Il complesso edipico, tuttavia, è talmente importante che non può essere indifferente il modo in cui si entra in esso o da esso ci si libera. Nei maschi — come ho esposto in dettaglio nella pubblicazione cui ho testé rimandato e alla quale soprattutto qui mi riallaccio — il complesso non viene rimosso facilmente, esso si sfracella letteralmente sotto lo shock della minaccia di evirazione. I suoi investimenti libidici sono abbandonati, desessualizzati e in parte sublimati, i suoi oggetti vengono incorporati nell'Io, ove formano il nucleo del Super-io conferendo a questa nuova struttura le sue proprietà caratteristiche. Nei casi normali, o per meglio dire nei casi ideali, il complesso edipico non esiste più nemmeno nell'inconscio, il Super-io è diventato il suo erede. Poiché il pene — nel senso di Ferenczi — deve il suo straordinario investimento narcisistico al significato organico che ha per la continuazione della specie, la catastrofe del complesso edipico (ossia la rinuncia all'incesto, l'instaurazione della coscienza morale e dell'etica) può essere intesa come una vittoria della generazione sull'individuo. È questo un interessante punto di vista, se si riflette che la nevrosi è fondata sulla lotta dell'Io contro le pretese della funzione sessuale. Tuttavia, se si abbandona il solido ancoraggio della psicologia individuale non si ottiene certo un immediato chiarimento di queste intricate relazioni.

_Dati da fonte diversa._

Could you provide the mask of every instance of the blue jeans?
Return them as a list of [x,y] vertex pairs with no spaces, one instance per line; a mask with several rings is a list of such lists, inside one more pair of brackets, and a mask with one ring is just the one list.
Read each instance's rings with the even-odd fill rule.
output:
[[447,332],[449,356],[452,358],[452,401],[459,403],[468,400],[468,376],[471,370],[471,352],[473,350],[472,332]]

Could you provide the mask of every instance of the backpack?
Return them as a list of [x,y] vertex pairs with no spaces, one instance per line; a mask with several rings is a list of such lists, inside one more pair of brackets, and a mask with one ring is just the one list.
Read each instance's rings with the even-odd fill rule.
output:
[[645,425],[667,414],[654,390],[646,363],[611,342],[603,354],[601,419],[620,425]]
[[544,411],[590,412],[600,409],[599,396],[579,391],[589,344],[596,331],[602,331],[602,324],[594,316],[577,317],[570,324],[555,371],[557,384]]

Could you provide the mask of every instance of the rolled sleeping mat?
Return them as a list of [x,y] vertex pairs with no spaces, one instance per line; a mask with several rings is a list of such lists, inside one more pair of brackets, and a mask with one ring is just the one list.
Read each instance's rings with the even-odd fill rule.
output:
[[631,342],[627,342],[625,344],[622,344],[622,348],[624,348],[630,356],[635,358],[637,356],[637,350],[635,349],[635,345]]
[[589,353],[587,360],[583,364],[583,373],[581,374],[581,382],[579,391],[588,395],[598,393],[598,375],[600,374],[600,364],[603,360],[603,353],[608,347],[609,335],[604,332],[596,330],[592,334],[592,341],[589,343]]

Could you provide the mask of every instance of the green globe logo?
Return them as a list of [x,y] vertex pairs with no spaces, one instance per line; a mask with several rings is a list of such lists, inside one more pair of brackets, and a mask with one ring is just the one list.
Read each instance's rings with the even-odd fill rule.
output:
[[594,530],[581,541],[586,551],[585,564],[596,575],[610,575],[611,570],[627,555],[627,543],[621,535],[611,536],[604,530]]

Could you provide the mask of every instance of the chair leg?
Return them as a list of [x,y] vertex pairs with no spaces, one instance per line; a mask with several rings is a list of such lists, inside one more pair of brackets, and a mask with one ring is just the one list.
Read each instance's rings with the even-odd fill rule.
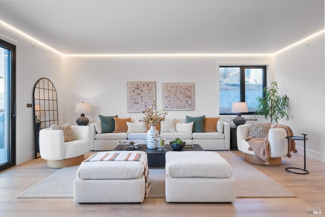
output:
[[249,153],[245,153],[245,160],[254,164],[264,166],[275,166],[281,164],[281,158],[270,158],[269,164],[265,164],[265,162],[257,156]]
[[83,154],[63,160],[48,160],[47,167],[51,168],[62,168],[63,167],[72,167],[80,164],[84,160],[84,157]]

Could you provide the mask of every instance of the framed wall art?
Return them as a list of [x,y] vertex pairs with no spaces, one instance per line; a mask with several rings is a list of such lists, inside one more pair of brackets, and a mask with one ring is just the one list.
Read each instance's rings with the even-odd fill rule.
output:
[[163,83],[164,109],[194,110],[193,83]]
[[142,112],[155,100],[155,81],[127,82],[127,111]]

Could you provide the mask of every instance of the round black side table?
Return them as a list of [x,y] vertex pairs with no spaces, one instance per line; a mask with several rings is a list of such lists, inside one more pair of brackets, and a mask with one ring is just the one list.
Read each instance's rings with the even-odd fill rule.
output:
[[[303,133],[302,133],[301,134],[303,135],[304,136],[286,136],[285,137],[285,138],[293,140],[304,140],[304,169],[297,168],[297,167],[287,167],[285,168],[285,170],[292,173],[305,175],[309,173],[309,172],[306,170],[306,140],[307,140],[308,138],[306,137],[306,136],[307,135],[307,134],[304,134]],[[294,170],[300,170],[304,172],[301,173],[294,172],[290,170],[291,169]]]

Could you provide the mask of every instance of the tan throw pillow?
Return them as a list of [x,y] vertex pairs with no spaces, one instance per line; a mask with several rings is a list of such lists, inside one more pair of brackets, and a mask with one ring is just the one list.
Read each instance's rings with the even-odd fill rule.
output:
[[265,123],[250,122],[248,128],[248,136],[264,138],[269,134],[271,127],[271,123],[270,122]]
[[69,123],[66,123],[62,126],[53,125],[51,126],[51,128],[53,130],[60,130],[63,131],[63,137],[64,142],[76,140],[71,125]]
[[115,121],[115,130],[113,133],[124,133],[127,132],[127,125],[126,122],[131,122],[131,118],[120,118],[118,117],[113,117],[114,120]]
[[206,117],[204,118],[203,128],[204,132],[217,132],[217,122],[219,117]]

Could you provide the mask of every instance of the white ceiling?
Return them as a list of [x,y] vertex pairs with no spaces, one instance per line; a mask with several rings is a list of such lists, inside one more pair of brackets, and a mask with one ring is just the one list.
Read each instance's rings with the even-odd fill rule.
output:
[[63,54],[273,53],[324,18],[324,0],[0,1],[0,20]]

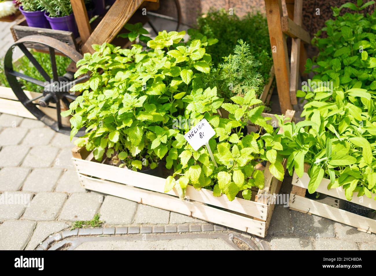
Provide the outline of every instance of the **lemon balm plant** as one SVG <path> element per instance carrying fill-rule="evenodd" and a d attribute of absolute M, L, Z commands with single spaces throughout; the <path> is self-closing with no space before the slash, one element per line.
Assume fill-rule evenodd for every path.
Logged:
<path fill-rule="evenodd" d="M 134 170 L 156 167 L 178 132 L 172 126 L 184 113 L 182 98 L 193 81 L 210 72 L 205 46 L 199 40 L 186 44 L 185 35 L 160 32 L 146 50 L 138 44 L 92 46 L 96 51 L 85 54 L 76 73 L 91 72 L 91 78 L 72 88 L 82 94 L 62 113 L 73 115 L 71 138 L 86 128 L 76 145 L 94 151 L 98 160 L 105 154 Z"/>
<path fill-rule="evenodd" d="M 188 130 L 183 130 L 183 133 L 176 135 L 168 157 L 170 165 L 174 164 L 174 173 L 166 179 L 165 192 L 175 188 L 183 198 L 187 186 L 191 185 L 198 190 L 212 190 L 215 196 L 225 195 L 230 201 L 241 191 L 244 198 L 250 200 L 252 187 L 264 187 L 263 173 L 255 169 L 263 160 L 270 162 L 269 169 L 273 175 L 283 179 L 282 158 L 278 154 L 283 149 L 281 136 L 274 133 L 261 116 L 264 106 L 250 109 L 262 102 L 256 98 L 254 90 L 231 100 L 232 103 L 223 103 L 223 99 L 217 97 L 215 87 L 199 89 L 183 98 L 189 103 L 186 118 L 197 122 L 205 118 L 213 127 L 216 134 L 209 143 L 218 166 L 210 160 L 206 148 L 193 150 L 183 136 Z M 217 113 L 221 106 L 229 112 L 228 119 Z M 260 136 L 252 132 L 244 136 L 242 129 L 249 121 L 264 128 L 267 133 Z M 237 132 L 234 131 L 235 128 L 238 128 Z"/>

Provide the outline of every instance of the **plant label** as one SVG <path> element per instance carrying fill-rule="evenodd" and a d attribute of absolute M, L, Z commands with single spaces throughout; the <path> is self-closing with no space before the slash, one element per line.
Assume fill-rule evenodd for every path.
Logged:
<path fill-rule="evenodd" d="M 193 149 L 197 151 L 215 134 L 213 128 L 206 119 L 203 119 L 184 135 L 184 138 Z"/>

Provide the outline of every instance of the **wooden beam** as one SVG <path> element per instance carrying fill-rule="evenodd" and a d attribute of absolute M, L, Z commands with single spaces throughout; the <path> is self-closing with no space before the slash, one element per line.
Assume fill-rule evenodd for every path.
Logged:
<path fill-rule="evenodd" d="M 293 109 L 290 100 L 290 68 L 286 37 L 282 30 L 281 0 L 265 0 L 265 10 L 270 39 L 274 71 L 282 113 Z"/>
<path fill-rule="evenodd" d="M 299 26 L 302 26 L 303 0 L 295 0 L 294 5 L 294 22 Z M 290 98 L 291 103 L 298 103 L 296 98 L 296 90 L 299 87 L 299 66 L 300 65 L 300 39 L 293 38 L 291 45 L 291 65 L 290 75 Z"/>
<path fill-rule="evenodd" d="M 116 0 L 82 48 L 82 53 L 93 53 L 93 44 L 112 41 L 137 10 L 143 0 Z"/>
<path fill-rule="evenodd" d="M 292 38 L 299 38 L 304 42 L 311 44 L 309 33 L 299 26 L 288 17 L 281 17 L 282 23 L 282 31 Z"/>
<path fill-rule="evenodd" d="M 74 18 L 77 23 L 78 32 L 81 40 L 85 43 L 90 36 L 91 27 L 89 23 L 89 17 L 84 0 L 70 0 Z"/>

Nella bimba viene meno il motivo che distrugge il complesso edipico. L'evirazione ha avuto effetto già prima, spingendo la bambina nella situazione del complesso edipico. Quest'ultimo sfugge perciò alla sorte che gli è destinata nei maschi, può lasciare il campo lentamente, venir dissolto per rimozione, spostare in avanti i suoi effetti nella vita psichica normale della donna. Si esita a dichiararlo, ma non ci si può sottrarre all'idea che per la donna il livello di ciò che è eticamente normale sia differente. Il suo Super-io non diventa mai cosi inesorabile, cosi impersonale, cosi indipendente dalle sue origini affettive come esigiamo che sia nell'uomo. I tratti di carattere che da tempo immemorabile la critica ha rinfacciato alla donna — che essa mostra minor senso di giustizia dell'uomo, minore inclinazione a sottomettersi alle grandi necessità della vita, che troppo spesso si lascia guidare nelle sue decisioni da sentimenti di tenerezza o di ostilità — troverebbero amplissimo fondamento nelle modificazioni (di cui ho parlato poco sopra) subite dalla donna nella formazione del suo Super-io. L'opposizione dei sostenitori del femminismo, i quali ci vogliono far accettare per forza una completa equiparazione di fatto e di giudizio tra i due sessi, non ci farà fuorviare da tali conclusioni, ben disposti a concedere peraltro che anche la maggior parte degli uomini rimangono assai al di sotto dell'ideale maschile, e che tutti gli esseri umani, in conseguenza della loro disposizione bisessuale, nonché della trasmissione ereditaria incrociata, uniscono in sé caratteri virili e femminili, cosicché la virilità e la femminilità pure rimangono costruzioni teoriche dal contenuto indeterminato.

Sono incline ad attribuire un certo valore a ciò che ho fin qui esposto sulle conseguenze psichiche della differenza anatomica tra i sessi, ma sono consapevole che questa opinione può esser mantenuta solo se le scoperte fatte sulla base di un numero esiguo di esperienze saranno confermate generalmente e risulteranno tipiche. In caso  contrario  tutto  ciò  rimarrà  ugualmente  un  contributo  alla conoscenza   delle   molteplici   vie  aperte   allo   sviluppo   della   vita sessuale.

Nei pregevoli e densi lavori sui complessi di mascolinità e di evirazione nella donna dovuti a Karl Abraham, a Karen Horney, e a Helene Deutsch, si trovano numerose affermazioni che si avvicinano molto alla descrizione da me fornita, nulla però che collimi del tutto con essa, cosicché anche sotto questo aspetto mi sento giustificato a pubblicare questo scritto.